Safety and behavioural effects of cannabidiol applied as an oral administration in horses

  Safety and behavioural effects of cannabidiol applied as an oral administration in horses

A CANNAHORSE study presented at the Equine Science Symposium

Cannabidiol (CBD) is already being used in horses, despite the absence of scientific data demonstrating efficacy and safety. The objectives of this study include the investigation of behavioral effects of CBD after a single oral administration of CBD at a dose 250 mg per adult horse and investigating if there are any observed adverse events. A total of 8 clinically healthy Czech Warmblood horses were included in this non-blinded study, including both sexes, ages 2–18 and weights 600–800kg.

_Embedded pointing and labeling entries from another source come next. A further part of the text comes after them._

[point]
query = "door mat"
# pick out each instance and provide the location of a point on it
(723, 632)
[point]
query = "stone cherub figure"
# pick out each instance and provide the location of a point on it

The test sample (CBD) used was an emulsified solution with specific formulations to enhance bioavailability, increase stability, and give precise dosing. Dose was determined by a multiplier conversion of the low average human dose for anxiety to an appropriate amount for a horse weighing between 1000 and 1250lbs to achieve 100mg of bioaccessible CBD. A detailed physical examination was performed on horses on D-7 and D-1.

Clinical observations (general condition, behavior, appetite, color of urine, color/consistency of feces, salivation, skin lesions, mucosae color, signs of dehydration, and food consumption) were performed on D-7 until D+10. Blood samples were taken on D0 at time 0, 2min, 10min, 20min, 30 min, 1h, 2h, 4h, 6h, 8h, 12h, 24h, 36h, and 48h after administration. Blood plasma samples were drawn and analyzed by Colorado State University using CBD assay. Behavior was measured twice before D0, at 2h, 4h, 6h, 8h, 12h, 23h, 47h, 71h, and 95h after treatment.

Heart rate variability was used as a measure of stress with a heart rate monitor. Behavioural scores range from 1 (low degree of activity/high degree of relaxation) to 5 (high degree of activity/restless). Observed adverse effects include changes in skin, hair, eyes, mucous membranes, nervous signs, and behavioral patterns.

Administration of the test sample was performed with ease and all horses maintained a good appetite, a heart rate within normal range, normal blood pressure, and body weight. No adverse effects were detected including changes in behavior. The average peak concentration of cannabidiol in blood plasma was 2.47 ng/mL. The average concentration at 0min was 0.315 ng/mL and at 48h the average was 0.567ng/mL.

This research preliminarily illustrated the safety of CBD administration in equines. The 250 mg CBD dosage showed minimal effects on the horse including behavior and did not result in any observed adverse effects, preliminarily suggesting safety.

The future of this research is leading to trials to further investigate safety, specifically for anxiety, gut health, and joint pain which aim to enlighten the benefits of CBD and specifically how it can be used for horses.